EKG Flashcards
What types of pathology can we identify and study from ECGs?
Arrhythmias
MI and infarction
Pericarditis
Chamber hypertrophy
Electrolyte disturbances
Drug toxicity
What are the 12 leads?
3 limb leads (I, II, III)
3 Augmented leads (aVR, aVL, aVF)
6 Precordial leads (V1-V6)
Einthoven’s Triangle
An imaginary equilateral triangle having the heart at its center and formed by lines that represent the three standard limb leads of the electrocardiogram.
Lead I
Consists of positive electrode on the left arm looking toward the negative electrode on the right arm for electrical energy
Produces upward deflection of the QRS
Lead II
Consists of positive electrode on the left foot, negative electrode on the right arm.

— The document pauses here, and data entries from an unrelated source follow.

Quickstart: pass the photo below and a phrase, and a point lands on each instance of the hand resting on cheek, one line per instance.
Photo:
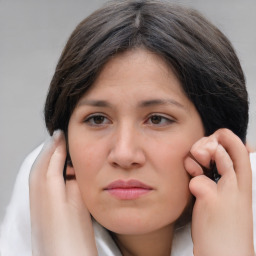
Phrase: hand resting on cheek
(222, 216)
(60, 221)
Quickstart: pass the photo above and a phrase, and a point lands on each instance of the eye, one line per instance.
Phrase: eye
(159, 120)
(97, 120)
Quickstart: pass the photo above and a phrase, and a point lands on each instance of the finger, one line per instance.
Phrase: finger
(203, 150)
(192, 167)
(239, 156)
(202, 187)
(57, 161)
(40, 166)
(223, 162)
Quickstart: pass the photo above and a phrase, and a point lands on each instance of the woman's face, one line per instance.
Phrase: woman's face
(128, 138)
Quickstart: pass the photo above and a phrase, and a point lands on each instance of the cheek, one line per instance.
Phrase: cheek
(87, 161)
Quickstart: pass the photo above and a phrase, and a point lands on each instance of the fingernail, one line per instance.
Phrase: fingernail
(56, 134)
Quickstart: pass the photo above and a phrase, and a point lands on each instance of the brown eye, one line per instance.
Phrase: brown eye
(156, 119)
(97, 120)
(159, 120)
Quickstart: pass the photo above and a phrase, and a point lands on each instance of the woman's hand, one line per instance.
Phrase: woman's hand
(60, 221)
(222, 215)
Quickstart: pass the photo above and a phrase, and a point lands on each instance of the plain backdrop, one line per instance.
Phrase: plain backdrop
(32, 35)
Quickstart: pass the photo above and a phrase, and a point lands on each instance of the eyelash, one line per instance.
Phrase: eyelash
(91, 120)
(167, 120)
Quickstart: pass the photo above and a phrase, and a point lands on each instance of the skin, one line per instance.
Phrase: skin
(126, 145)
(160, 144)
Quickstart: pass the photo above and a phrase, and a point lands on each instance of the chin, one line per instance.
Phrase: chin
(135, 225)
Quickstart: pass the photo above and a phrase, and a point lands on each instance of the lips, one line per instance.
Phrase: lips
(128, 190)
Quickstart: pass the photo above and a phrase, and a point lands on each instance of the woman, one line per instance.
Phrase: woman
(141, 92)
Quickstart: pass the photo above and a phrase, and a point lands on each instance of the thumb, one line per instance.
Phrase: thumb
(202, 187)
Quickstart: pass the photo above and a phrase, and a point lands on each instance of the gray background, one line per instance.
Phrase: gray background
(32, 35)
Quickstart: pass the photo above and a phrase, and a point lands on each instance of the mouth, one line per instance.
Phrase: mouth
(128, 190)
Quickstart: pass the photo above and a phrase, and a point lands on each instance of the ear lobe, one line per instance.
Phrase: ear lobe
(70, 172)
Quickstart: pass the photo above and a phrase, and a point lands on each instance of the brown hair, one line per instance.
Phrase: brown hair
(202, 57)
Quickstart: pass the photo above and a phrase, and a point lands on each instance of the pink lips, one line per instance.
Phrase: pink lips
(128, 190)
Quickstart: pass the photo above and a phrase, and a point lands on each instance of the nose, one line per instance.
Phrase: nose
(127, 149)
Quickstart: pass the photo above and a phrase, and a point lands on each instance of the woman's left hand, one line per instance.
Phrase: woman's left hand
(222, 216)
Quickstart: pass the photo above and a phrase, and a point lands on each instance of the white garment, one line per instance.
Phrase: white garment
(15, 236)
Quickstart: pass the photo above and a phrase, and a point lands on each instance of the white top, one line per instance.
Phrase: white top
(15, 238)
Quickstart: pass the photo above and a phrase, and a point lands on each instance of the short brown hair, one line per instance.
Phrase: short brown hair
(202, 57)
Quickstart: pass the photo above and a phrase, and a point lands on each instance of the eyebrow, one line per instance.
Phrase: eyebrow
(154, 102)
(142, 104)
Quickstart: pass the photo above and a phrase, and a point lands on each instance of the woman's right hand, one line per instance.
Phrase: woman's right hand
(60, 221)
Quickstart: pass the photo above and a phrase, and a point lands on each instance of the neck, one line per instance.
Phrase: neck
(156, 243)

Shows most upright QRS complexes and most prominent P wave
Lead III
Consists of positive electrode on the left foot, negative electrode on the left arm.

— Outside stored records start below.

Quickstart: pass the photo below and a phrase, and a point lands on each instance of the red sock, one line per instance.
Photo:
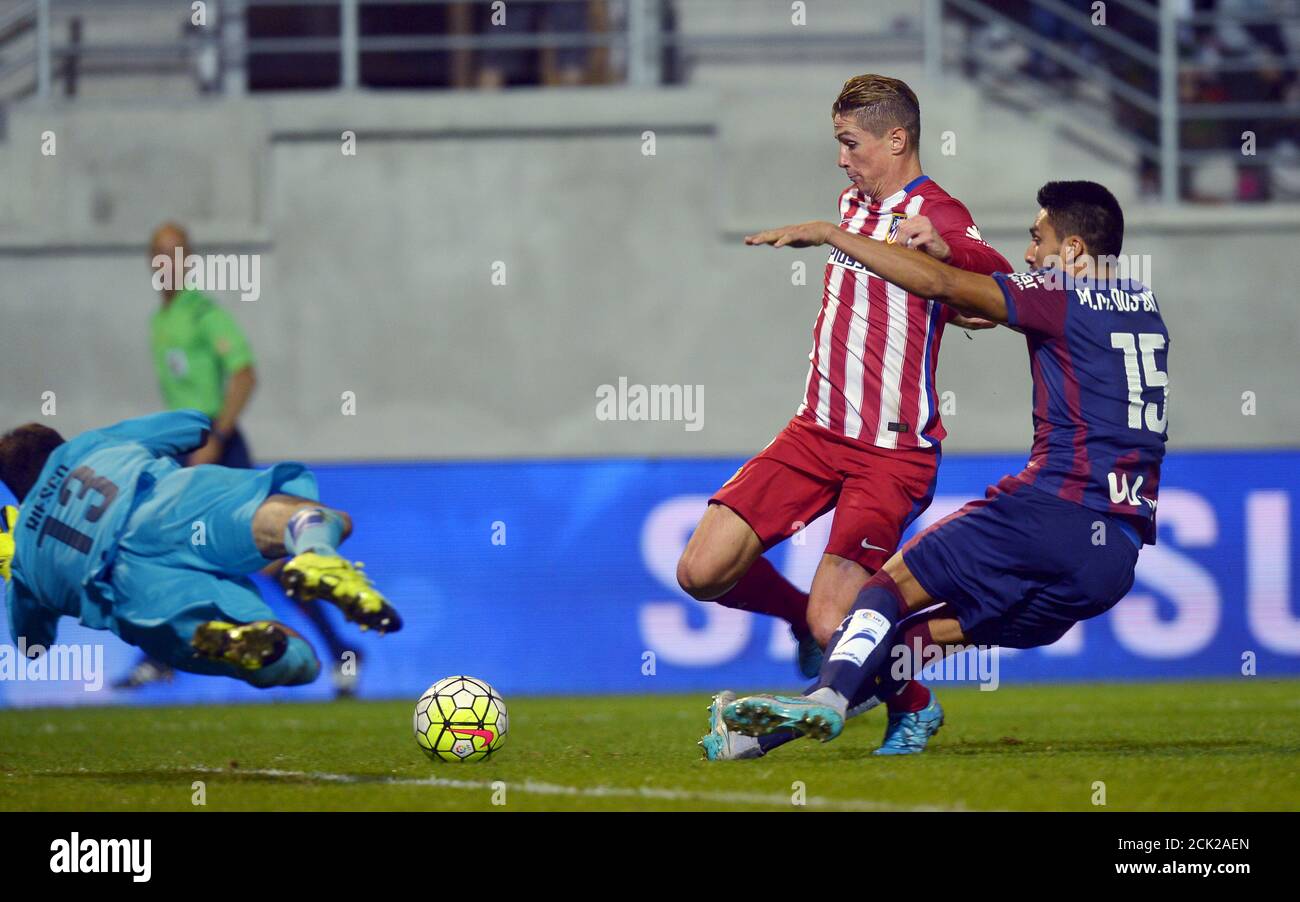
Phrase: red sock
(911, 695)
(765, 590)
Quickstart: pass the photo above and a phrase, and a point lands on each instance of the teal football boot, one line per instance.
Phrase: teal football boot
(758, 715)
(908, 733)
(719, 742)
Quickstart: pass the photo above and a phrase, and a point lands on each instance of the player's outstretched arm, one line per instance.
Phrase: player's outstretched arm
(173, 433)
(913, 270)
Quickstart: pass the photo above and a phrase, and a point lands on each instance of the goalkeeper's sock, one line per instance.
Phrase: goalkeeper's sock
(313, 529)
(765, 590)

Produces upward QRS deflection
Lead aVR
Consists of positive electrode on the right arm- only limb lead on the right side of the body
Is the only lead with downward deflected QRS (normal EKG)
Lead aVL
Consists of positive electrode on the left arm, looks to the right and down.
Produces the least upright QRS among the limb leads.
Lead aVF
Consists of positive electrode on the left leg and looks straight up to the center of the chest.
Has very upright QRS complexes with prominent P waves.
Known as inferior lead (along with Leads II and III) because all look upward
Lead V1 location
Located at the right sternal border, forth intercostal space.
Lies above the right ventricle and septum
Lead V2 Location
Located at the left sternal border, fourth intercostal space.
Lead V3 Location
Located midway between leads V2 and V4
Lead V4 Location
Located at the midclavicular line, fifth intercostal space
Lead V5 Location
Located at the anterior axillary line, fifth intercostal space
Lead V6
Located at the midaxillary line, fifth intercostal space, above lateral wall of the left ventricle.
The QRS Axis
Represents the net overall direction of the heart’s electrical activity.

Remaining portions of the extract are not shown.